Hello! I am the leader of Ensemble Hanabi, Tsubasa Okada.
Our first debut concert was the Farmington Farmers Market Concert in the fall of 2020 when we were still unincorporated as a nonprofit. In midst of the pandemic, unable to host any indoor concerts, we sincerely thank Mr. Walter for providing us the opportunity to perform at the Farmers Market.
We have grown since, thanks to the significant support by our members and volunteers, and the JBSD and Farmer Market grants have been especially helpful to fund subsequent concerts, summer camps, and other activities.
We have also borrowed the Nagadou Daiko and Shime Daiko from the Great Lakes Taiko Center, and we give our sincere appreciation to Eileen Ho san and Larry An san who have greatly supported us in the process.
This year, we are planning to host 4 concerts during the summer across 2 separate days. We know this year has been an unexpected one, and we believe that many of our lives have been greatly impacted in both positive and negative ways.
We are hoping that, through the potential of music, we can revitalize the community and provide space for our audiences to refresh their mind in midst of the COVID outbreak and their busy lives!
Our concerts are completely free, as we would like to share our passion for music with as many people as possible! From children and students to adults, please come visit if you would like to have some stimulus in your long summer break, or have some time to relax and enjoy live music.
Please visit the Farmington Farmers Market to view additional information about the market and the location. It is full of fresh vegetables, fruits, drinks, as well as donuts, ice cones, and more!
Farmers Market Concert PR
The piano was the first instrument that we Ensemble Hanabi members have all started with! Contrary to the simplicity of making sounds by only hitting the keys compared to brass and woodwind instruments, numerous techniques lie within the piano. This ranges from reading the treble and bass clefs, reading chords, and most of all expressing the dynamics unique to a piano. Piano’s full term is actually pianoforte from the Italian origin since the piano was one of the first instruments invented that could control its loudness and tone. The piano will accompany singing and some marimba pieces, and sometimes even lead a piece.
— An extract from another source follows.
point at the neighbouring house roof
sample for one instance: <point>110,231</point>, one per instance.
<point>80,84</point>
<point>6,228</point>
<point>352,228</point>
Marimba is an instrument consisting of “black keys” and “white keys” that allows chromatic scales, similar to a piano, while they are actually quite different from a piano. Ranging from wrist movements to tremolo and grips to hold two mallets in one hand, it consists of completely new techniques. This is one of the main instruments used in our Farmers Market performances and other concerts.
Taiko actually translates to “drum” in English, and it is a traditional drum that originated and is actively used in Japan. We give special thanks to the Great Lakes Taiko Center for lending us their Nagadou Daiko and Shime Daiko, which are specific types of Taikos. We have been working to incorporate this instrument in a traditional Japanese piece called Yagibushi, along with marimbas and other percussion instruments. We also are working on Taiko improvisations during this piece!